Network-attached storage is another consideration. It’s become more common for workstation motherboards to have 10Gb Ethernet ports, allowing for network storage connections with reasonably good performance without the need for more specialized networking add-ons. Rackmount workstations and servers can have even faster network connections, often using more advanced cabling than simple RJ45, making options like software-defined storage appealing.

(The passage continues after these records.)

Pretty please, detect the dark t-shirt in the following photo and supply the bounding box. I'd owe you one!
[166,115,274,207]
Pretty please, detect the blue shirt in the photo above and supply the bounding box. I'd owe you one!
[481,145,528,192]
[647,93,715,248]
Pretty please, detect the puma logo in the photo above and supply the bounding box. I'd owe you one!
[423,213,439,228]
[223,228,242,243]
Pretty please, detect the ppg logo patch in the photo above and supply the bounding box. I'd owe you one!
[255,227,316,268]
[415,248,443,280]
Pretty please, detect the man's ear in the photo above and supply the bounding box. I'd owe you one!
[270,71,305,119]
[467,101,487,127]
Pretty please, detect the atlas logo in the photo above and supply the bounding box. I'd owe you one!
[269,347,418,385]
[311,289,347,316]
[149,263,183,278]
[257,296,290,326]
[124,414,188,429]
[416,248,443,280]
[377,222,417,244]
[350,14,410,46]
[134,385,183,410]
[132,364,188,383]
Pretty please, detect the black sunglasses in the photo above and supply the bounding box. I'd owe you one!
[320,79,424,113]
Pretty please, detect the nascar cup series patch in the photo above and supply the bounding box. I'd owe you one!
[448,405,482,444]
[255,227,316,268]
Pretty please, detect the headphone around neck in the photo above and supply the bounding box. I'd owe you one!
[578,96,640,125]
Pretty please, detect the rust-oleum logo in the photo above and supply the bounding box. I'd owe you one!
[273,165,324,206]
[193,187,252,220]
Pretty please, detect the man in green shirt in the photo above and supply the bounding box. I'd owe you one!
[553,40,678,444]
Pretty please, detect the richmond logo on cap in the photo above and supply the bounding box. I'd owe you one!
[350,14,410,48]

Looking for a Data Science workstation?

We build computers that are tailor-made for your workflow.

Configure a System

Don’t know where to start? We can help!

Get in touch with one of our technical consultants today.

Talk to an Expert

Related Content

  • AMD Zen4 Threadripper PRO vs Intel Xeon-w9 For Science and Engineering
  • Benchmarking with TensorRT-LLM
  • Experiences with Multi-GPU Stable Diffusion Training
  • Problems With RTX4090 MultiGPU and AMD vs Intel vs RTX6000Ada or RTX3090

ViewAll Related Content

Latest Content

  • Local alternatives to Cloud AI services
  • AMD Zen4 Threadripper PRO vs Intel Xeon-w9 For Science and Engineering
  • Benchmarking with TensorRT-LLM
  • Experiences with Multi-GPU Stable Diffusion Training

View All

Hardware Recommendations (2024)
Top Articles
Is Accounting and Payroll a Good Career? 3 Reasons Why
Earthquake Insurance: What You Need to Know - NerdWallet
Swimgs Yuzzle Wuzzle Yups Wits Sadie Plant Tune 3 Tabs Winnie The Pooh Halloween Bob The Builder Christmas Autumns Cow Dog Pig Tim Cook’s Birthday Buff Work It Out Wombats Pineview Playtime Chronicles Day Of The Dead The Alpha Baa Baa Twinkle
4-Hour Private ATV Riding Experience in Adirondacks 2024 on Cool Destinations
Voorraad - Foodtrailers
Ds Cuts Saugus
Dee Dee Blanchard Crime Scene Photos
How Much Is 10000 Nickels
Ogeechee Tech Blackboard
Paketshops | PAKET.net
Geometry Escape Challenge A Answer Key
Natureza e Qualidade de Produtos - Gestão da Qualidade
Elle Daily Horoscope Virgo
Thotsbook Com
Meritas Health Patient Portal
Labor Gigs On Craigslist
Peraton Sso
Arboristsite Forum Chainsaw
Unit 33 Quiz Listening Comprehension
Geometry Review Quiz 5 Answer Key
MLB power rankings: Red-hot Chicago Cubs power into September, NL wild-card race
Hdmovie2 Sbs
The Old Way Showtimes Near Regency Theatres Granada Hills
Marlene2995 Pagina Azul
Cinema | Düsseldorfer Filmkunstkinos
Gopher Hockey Forum
Viduthalai Movie Download
Lawrence Ks Police Scanner
Perry Inhofe Mansion
How Much Is An Alignment At Costco
DIY Building Plans for a Picnic Table
Acuity Eye Group - La Quinta Photos
Wega Kit Filtros Fiat Cronos Argo 1.8 E-torq + Aceite 5w30 5l
Grandstand 13 Fenway
Foolproof Module 6 Test Answers
The Boogeyman Showtimes Near Surf Cinemas
Ukg Dimensions Urmc
Myfxbook Historical Data
301 Priest Dr, KILLEEN, TX 76541 - HAR.com
2 Pm Cdt
Union Corners Obgyn
Sarahbustani Boobs
My Eschedule Greatpeople Me
Quaally.shop
Canada Life Insurance Comparison Ivari Vs Sun Life
Verizon Forum Gac Family
Bellelement.com Review: Real Store or A Scam? Read This
Erica Mena Net Worth Forbes
The Latest Books, Reports, Videos, and Audiobooks - O'Reilly Media
Quest Diagnostics Mt Morris Appointment
Greg Steube Height
Craigslist Psl
Latest Posts
Article information

Author: Trent Wehner

Last Updated:

Views: 6319

Rating: 4.6 / 5 (56 voted)

Reviews: 95% of readers found this page helpful

Author information

Name: Trent Wehner

Birthday: 1993-03-14

Address: 872 Kevin Squares, New Codyville, AK 01785-0416

Phone: +18698800304764

Job: Senior Farming Developer

Hobby: Paintball, Calligraphy, Hunting, Flying disc, Lapidary, Rafting, Inline skating

Introduction: My name is Trent Wehner, I am a talented, brainy, zealous, light, funny, gleaming, attractive person who loves writing and wants to share my knowledge and understanding with you.